# Change of Variables

1. Feb 19, 2015

### frzncactus

1. The problem statement, all variables and given/known data
Use a change of variable to show that
$\int_0^{\infty} \frac{dx}{1+x^2} = 2\int_0^1\frac{dx}{1+x^2}$

Please note: the point of this exercise is to change the bounds of the integral to be finite to allow numerical estimation, as opposed to directly solving the integral.

2. Relevant equations
See problem statement.

3. The attempt at a solution
It's obvious to me that the left-hand side (LHS) integral can be split into two:
$\int_0^{\infty} \frac{dx}{1+x^2}$ [1]
= $\int_0^1 \frac{dx}{1+x^2} + \int_1^{\infty}\frac{dx}{1+x^2}$ [2]

What remains is showing that
$\int_1^{\infty}\frac{dx}{1+x^2} = \int_0^1 \frac{dx}{1+x^2}$ [3]
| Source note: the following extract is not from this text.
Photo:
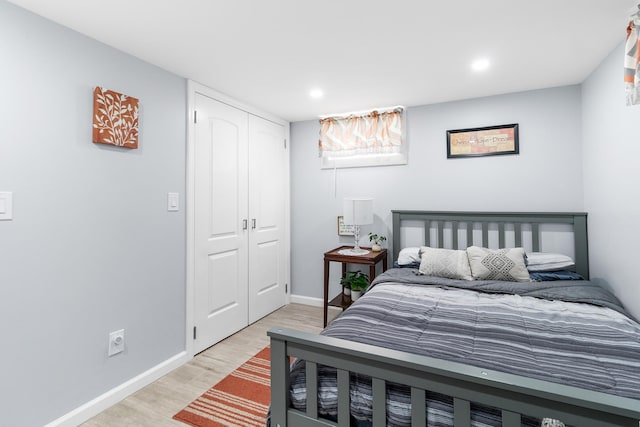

My initial guess for a u-substitution is as follows:
$u = 1/x$
$du = x^{-2}dx$

Then the LHS of [3] becomes
$\int_1^{\infty}\frac{dx}{1+x^2}$
= $\int_1^0\frac{x^2}{1+x^2}du$
= $\int_1^0 1+\frac{x^2}{1+x^2}-\frac{1+x^2}{1+x^2}du$
= $\int_1^0 1-\frac{1}{1+x^2}du$
= $\int_1^0 du -\int_1^0\frac{1}{1+x^2}du$

...which looked halfway clever, but then the idea ran out of steam because of the incompatible u's and x's.

Last edited: Feb 19, 2015
2. Feb 19, 2015

### frzncactus

Aha! The last step was counterproductive. Instead, swapping x's for 1/u's and doing some algebra at the second-to-last step finishes the problem. Sorry about answering my own question, this problem has embarrassingly been bothering me for weeks. I'll leave this up here for the curious.

(Aside)
For anyone interested, it was from the book Street-Fighting Mathematics: The Art of Educated Guessing and Opportunistic Problem Solving by Sanjoy Mahajan.